We Americans like describing ourselves as pragmatic realists – capitalists who make cold, shrewd decisions based on the market and the value of a dollar stretched as thin as possible. However, conjure up visions of white picket fences, front porches, little Susie on her bike and mom making apple pie and all but the most hard-core of us will turn squishy at the knees. And there is no company on the earth to inject dreams and desires into the average Joe than the magical company of Disney. And boy do they know it. The Disney-backed planned town of Celebration has become a microcosm study of American ideals created in a made-to-order community. In the mid-90s, Disney announced with great fanfare that they would be creating a Utopic planned community on Disney property. It would have state-of-the-art schools, a perfect downtown, sidewalks and parks to reduce driving and beautiful planned architecture based on Victorian, Mediterranean and other classic styles. It would, in short, rock. Lots were snapped up for 30% above market value within no time. And then the fun began. Andrew Ross, a journalist for The Village Voice and The Nation, moved into Celebration for a year to chronicle the journey of the town.
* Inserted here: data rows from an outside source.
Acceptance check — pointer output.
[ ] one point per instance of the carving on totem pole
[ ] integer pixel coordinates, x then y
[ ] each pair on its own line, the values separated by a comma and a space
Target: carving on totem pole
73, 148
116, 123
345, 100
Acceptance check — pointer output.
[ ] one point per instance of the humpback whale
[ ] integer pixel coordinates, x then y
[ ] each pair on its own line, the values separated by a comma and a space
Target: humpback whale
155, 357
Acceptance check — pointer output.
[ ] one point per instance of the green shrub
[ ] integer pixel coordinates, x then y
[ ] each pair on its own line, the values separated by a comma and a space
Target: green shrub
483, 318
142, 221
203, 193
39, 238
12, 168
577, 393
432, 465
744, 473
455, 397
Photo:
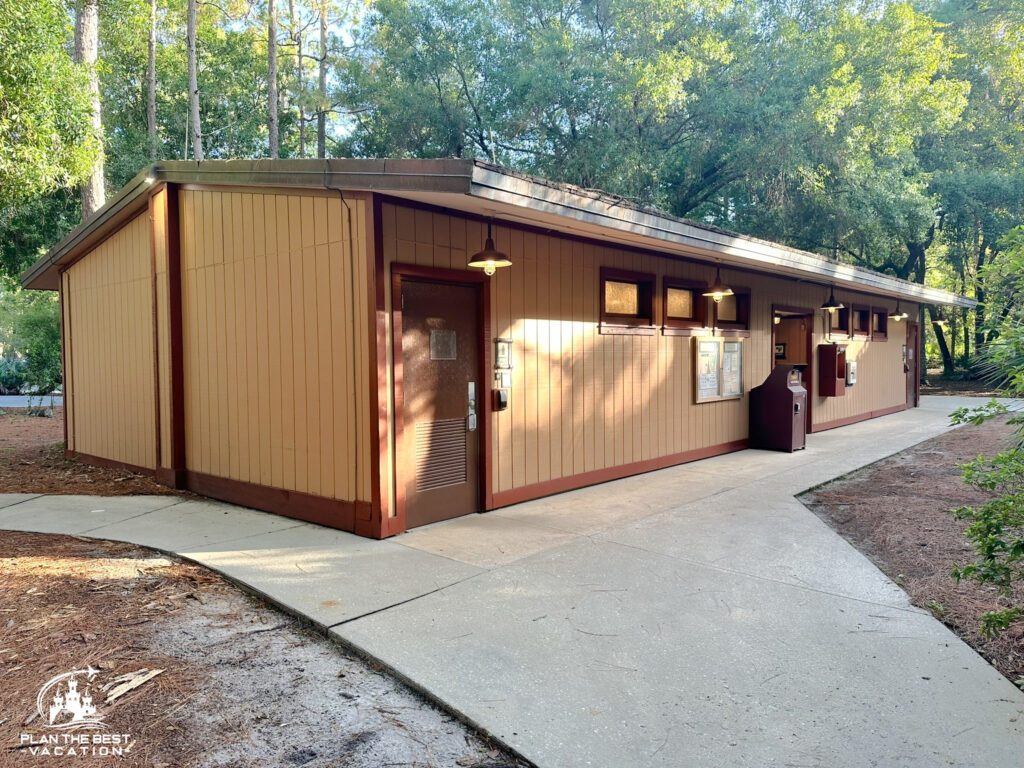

While much had been written about the town, most of it had been either wildly negative in an Orwellian vein, or glowing with pixie dust and hope.
There is something about the phrase “Utopia” that makes my skin crawl. Ross describes this perfectly in his introduction, as he describes the literature for Celebration:
Few of the people standing in line had seen anything like a detailed rendering of a house, let along a floor plan. They had been drawn there by gilded rumor and a boffo adverting campaign that often read like scenes from a Ray Bradbury story stripped of all the stuff that makes your scalp stiffen.
Off and running on this happy note, Ross covers the highs and lows of his visit and subsequent interviews with numerous visits – the few successes and the numerous failures in the school, town rules, government and miserable building conditions. Along the way he covers a good chunk of Utopian urban planning and its history (Why, no Mr. Wright, I don’t think people will be fine in houses without closets). A most interesting point he makes is that perhaps the idealized utopian community – based on a vision of the 1950s a la Norman Rockwell will never truly succeed because half the population were in a sense slaves in/to their own homes – and have no desire to return to this imagined wonderland. A short riff on feminism and Stepford Wives made for a great aside. He also makes forays into the history of Florida itself, zoning regulations (Disney has the rights to build their own nuclear power reactor, should they want to. No, really) and the effect of Disney on the neighboring communities. I commend Ross for his evenhanded descriptions of Utopia, though somehow I doubt the current residents, fixated on appearance and property value, will appreciate his clear-headed candor. Ah well, maybe someday they will wipe the pixie dust from their eyes and try living in a real town.